From finishing last to winning this event, this has been a good turnaround for Harikrishna in a short span of time.
For the record, Harirkishna ended the event with 6.5 points and was a full point adrift of nearest contender Grandmaster Zahar Efimenko of Ukraine, who finished a clear second.
The third place was shared by last year's champion GM Zoltan Almasi of Hungary and Chinese GM Wang Yue while Berkes finished fifth on 4.5 points.
Peter Acs, another former World junior champion in the fray, ended up last spot on 3.5 points in this category-15 double round-robin tournament.
Like so many other days in the event the last round also failed to yield any decisive result with all the three games ending in a draws albeit after tough fights.
Harikrishna won three games and drew the remaining seven while the highest number of decisive games was recorded by Almasi, who won two games and lost two against Harikrishna to end with a fifty percent score.
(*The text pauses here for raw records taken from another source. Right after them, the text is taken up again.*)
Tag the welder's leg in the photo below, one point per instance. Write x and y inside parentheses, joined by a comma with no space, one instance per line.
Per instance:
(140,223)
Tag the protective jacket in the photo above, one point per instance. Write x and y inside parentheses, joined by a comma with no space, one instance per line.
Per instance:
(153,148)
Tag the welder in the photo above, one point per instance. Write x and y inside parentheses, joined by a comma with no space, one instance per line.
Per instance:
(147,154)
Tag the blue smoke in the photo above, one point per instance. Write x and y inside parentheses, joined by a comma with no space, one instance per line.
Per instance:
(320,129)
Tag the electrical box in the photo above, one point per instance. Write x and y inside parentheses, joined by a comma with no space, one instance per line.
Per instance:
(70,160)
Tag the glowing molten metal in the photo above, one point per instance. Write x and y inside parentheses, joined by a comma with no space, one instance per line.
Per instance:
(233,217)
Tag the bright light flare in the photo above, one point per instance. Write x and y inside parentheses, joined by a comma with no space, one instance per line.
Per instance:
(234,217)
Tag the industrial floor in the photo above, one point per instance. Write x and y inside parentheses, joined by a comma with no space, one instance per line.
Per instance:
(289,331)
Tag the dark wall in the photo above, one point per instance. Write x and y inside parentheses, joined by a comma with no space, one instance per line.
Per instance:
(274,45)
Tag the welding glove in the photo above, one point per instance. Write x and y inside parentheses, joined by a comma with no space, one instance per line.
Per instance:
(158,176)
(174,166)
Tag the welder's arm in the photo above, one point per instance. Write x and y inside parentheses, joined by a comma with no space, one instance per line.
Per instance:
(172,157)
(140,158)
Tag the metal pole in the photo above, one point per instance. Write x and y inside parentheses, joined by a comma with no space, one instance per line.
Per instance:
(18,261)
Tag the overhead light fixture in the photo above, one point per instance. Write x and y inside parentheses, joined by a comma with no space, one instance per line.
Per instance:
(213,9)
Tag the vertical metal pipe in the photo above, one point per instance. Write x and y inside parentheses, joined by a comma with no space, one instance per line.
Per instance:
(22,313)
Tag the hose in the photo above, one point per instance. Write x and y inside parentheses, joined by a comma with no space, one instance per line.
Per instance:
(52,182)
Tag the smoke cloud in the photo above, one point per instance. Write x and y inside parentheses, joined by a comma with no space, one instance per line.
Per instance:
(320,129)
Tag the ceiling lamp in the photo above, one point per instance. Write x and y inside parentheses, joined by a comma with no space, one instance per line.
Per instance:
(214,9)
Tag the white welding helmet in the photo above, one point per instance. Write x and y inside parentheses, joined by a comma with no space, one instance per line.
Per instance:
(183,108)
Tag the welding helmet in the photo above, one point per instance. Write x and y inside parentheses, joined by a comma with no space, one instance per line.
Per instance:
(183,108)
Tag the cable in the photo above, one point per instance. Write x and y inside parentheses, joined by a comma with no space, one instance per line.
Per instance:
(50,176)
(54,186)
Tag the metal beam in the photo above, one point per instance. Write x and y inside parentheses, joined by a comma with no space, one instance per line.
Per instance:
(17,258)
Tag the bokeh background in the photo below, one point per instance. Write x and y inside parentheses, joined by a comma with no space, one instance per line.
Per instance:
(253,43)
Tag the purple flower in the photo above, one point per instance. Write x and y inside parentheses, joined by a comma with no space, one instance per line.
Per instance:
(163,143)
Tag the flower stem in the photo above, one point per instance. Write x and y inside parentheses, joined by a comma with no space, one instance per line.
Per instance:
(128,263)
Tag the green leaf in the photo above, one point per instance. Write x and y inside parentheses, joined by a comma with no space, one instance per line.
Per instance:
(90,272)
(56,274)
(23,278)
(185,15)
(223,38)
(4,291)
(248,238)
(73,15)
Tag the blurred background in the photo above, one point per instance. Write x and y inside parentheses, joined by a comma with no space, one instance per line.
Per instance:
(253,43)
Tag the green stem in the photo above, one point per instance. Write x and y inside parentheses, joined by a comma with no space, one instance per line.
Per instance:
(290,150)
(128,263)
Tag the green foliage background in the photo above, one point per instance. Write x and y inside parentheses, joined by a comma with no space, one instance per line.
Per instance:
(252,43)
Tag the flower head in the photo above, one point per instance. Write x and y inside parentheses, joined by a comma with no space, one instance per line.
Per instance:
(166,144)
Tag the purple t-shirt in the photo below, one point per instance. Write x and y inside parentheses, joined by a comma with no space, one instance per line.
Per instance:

Efimenko won just one game besides nine draws while Berkes also drew nine besides losing one game. Also ending winless was Acs, who managed seven draws with three losses while Wang Yue ended up with a victory and a lone loss.
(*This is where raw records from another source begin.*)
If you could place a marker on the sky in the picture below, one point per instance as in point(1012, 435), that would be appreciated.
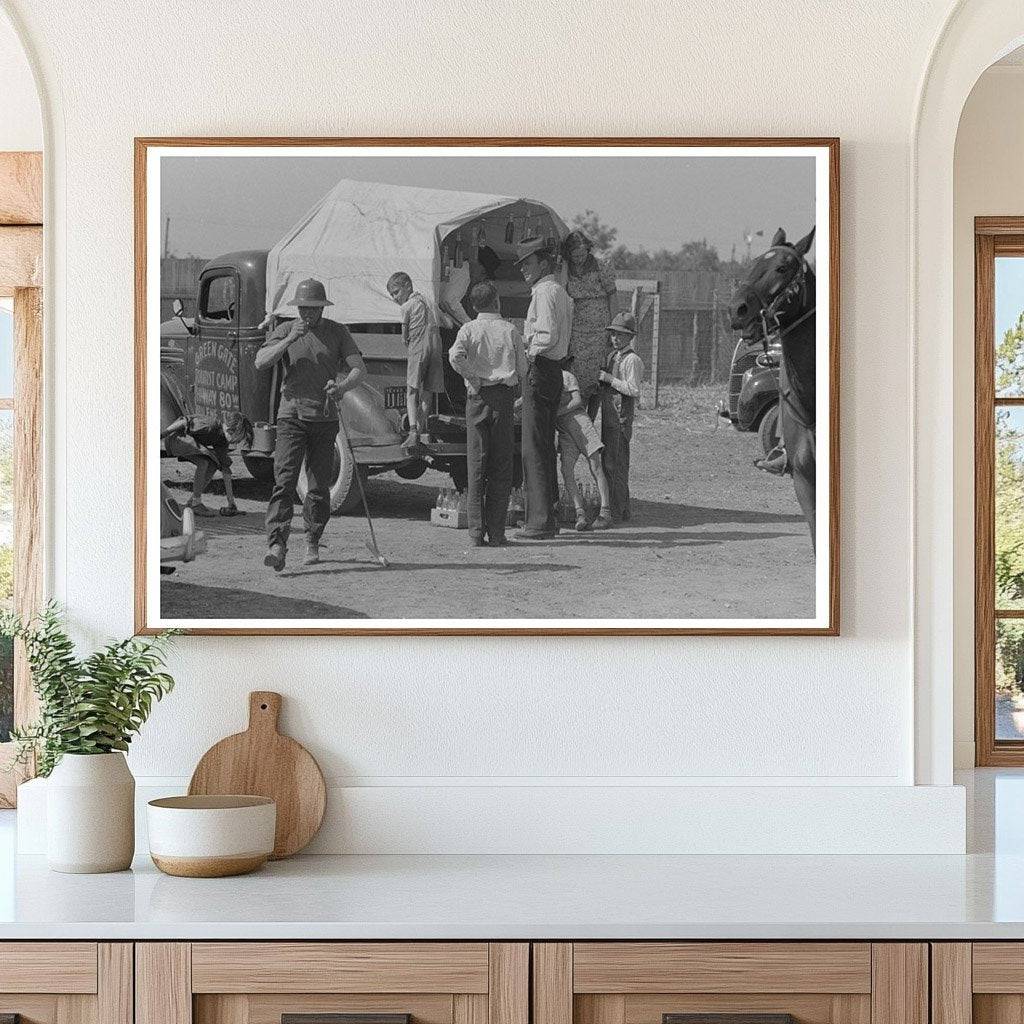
point(1009, 293)
point(218, 204)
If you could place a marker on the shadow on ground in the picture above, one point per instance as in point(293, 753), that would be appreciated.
point(185, 600)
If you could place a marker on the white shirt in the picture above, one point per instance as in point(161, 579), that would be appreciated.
point(627, 372)
point(549, 321)
point(488, 350)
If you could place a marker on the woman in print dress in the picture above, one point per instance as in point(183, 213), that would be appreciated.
point(592, 288)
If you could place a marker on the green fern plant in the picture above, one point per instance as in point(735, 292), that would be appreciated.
point(93, 705)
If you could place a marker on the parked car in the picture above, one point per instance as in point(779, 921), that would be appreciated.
point(752, 401)
point(351, 241)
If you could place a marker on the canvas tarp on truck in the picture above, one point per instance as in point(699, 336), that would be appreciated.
point(361, 231)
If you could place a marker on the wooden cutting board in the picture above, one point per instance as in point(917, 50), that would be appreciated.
point(260, 762)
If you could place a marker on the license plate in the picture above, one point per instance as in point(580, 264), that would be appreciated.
point(394, 397)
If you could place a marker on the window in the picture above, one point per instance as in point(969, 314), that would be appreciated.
point(219, 298)
point(999, 491)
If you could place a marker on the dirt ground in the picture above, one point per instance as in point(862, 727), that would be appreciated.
point(711, 538)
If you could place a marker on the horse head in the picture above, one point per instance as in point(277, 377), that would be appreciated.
point(773, 284)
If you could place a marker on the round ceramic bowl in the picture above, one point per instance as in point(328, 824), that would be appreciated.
point(211, 837)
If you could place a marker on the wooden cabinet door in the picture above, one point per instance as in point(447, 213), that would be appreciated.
point(67, 982)
point(977, 982)
point(750, 982)
point(263, 982)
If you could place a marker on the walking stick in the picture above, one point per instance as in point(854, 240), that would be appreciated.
point(372, 543)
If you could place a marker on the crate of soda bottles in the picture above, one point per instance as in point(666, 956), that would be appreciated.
point(591, 502)
point(450, 510)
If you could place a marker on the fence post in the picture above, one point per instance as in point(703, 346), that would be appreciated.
point(655, 337)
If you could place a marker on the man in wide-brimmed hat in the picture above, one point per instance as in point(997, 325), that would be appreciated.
point(620, 384)
point(546, 333)
point(316, 351)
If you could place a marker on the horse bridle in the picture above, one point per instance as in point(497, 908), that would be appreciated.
point(772, 306)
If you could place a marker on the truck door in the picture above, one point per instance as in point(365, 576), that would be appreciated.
point(213, 368)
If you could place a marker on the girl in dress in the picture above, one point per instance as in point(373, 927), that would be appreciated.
point(592, 288)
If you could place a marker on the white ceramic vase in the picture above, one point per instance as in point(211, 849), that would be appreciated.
point(90, 814)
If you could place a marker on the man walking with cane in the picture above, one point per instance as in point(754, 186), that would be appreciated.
point(546, 334)
point(315, 350)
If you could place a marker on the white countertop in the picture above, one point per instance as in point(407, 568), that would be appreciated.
point(978, 896)
point(531, 897)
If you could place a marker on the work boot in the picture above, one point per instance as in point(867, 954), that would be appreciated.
point(274, 557)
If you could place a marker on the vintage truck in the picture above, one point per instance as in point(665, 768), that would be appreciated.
point(351, 241)
point(752, 402)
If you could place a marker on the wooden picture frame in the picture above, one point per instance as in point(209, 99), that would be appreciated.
point(826, 619)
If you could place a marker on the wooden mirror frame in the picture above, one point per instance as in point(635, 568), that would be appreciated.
point(22, 279)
In the final round, Harikrishna had his task cut out and he achieved what he wanted without much ado even though Berkes pressed for sometime.
It was a Nimzo Indian defense game wherein Harikrishna went for routine exchanges to get a
balanced endgame and a timely pawn sacrifice by the Indian ended all hopes of Berkes. The draw was agreed to in just 28 moves.
Wang Yue tried hard to improve upon his tournament standing but did not succeed in breaking the solid defense of Almasi, who played black.
Another Nimzo Idnian of the day witnessed Wang Yue exerting pressure in the center and Almasi was pushed to the wall as he had to sacrifice an exchange to stay in the game.
However, the Chinese miscalculated in the endgame and allowed black to seize temporary initiative in the result queen and pawns endgame.
Despite two extra pawns, Almasi's king was caught on the edge of the board and the peace was signed vide repetition after 85 moves.
Efimenko played the closed Ruy Lopeq with his white pieces against Peter Acs and apparently had some advantage when the middle game surfaced. Acs had to work for his counter play and he succeeded in eliminating threatening white pieces as the game progressed. The players arrived at a heavy pieces ending soon after and the point was split after 40 moves.
Results (final round): Ferenc Berkes (Hun, 4.5) drew with P Harikrishna (Ind, 6.5); Wang Yue (Chn, 5) drew with Zoltan Almasi (Hun, 5); Zahar Efimenko (Ukr, 5.5) drew with Peter Acs (3.5).
Final standings: 1. Harikrishna 6.5; 2. Efimenko 5.5; 3-4. Yue, Almasi (5 each); 5. Berkes 4.5; 6. Acs 3.5.
Ferenc Berkes v/s P Harikrishna
1. d4 Nf6 2. c4 e6 3. Nc3 Bb4 4. e3 O-O 5. Bd3 d5 6. Nf3 c5 7. O-O dxc4 8. Bxc4 Nbd7 9. a3 cxd4 10. axb4 dxc3 11. bxc3 Qc7 12. Be2 Nd5 13. Bb2 Nxc3 14. Bxc3 Qxc3 15. Qd6 Qc6 16. Qxc6 bxc6 17. Nd4 Bb7 18. Rfc1 Rfc8 19. Bf3 a6 20. Bxc6 Bxc6 21. Nxc6 Kf8 22. Kf1 Rc7 23. b5 Rac8 24. Rxa6 Nb8 25. Ra8 Nxc6 26. Rxc8+ Rxc8 27. bxc6 Ke7 28. Ke2 draw agreed.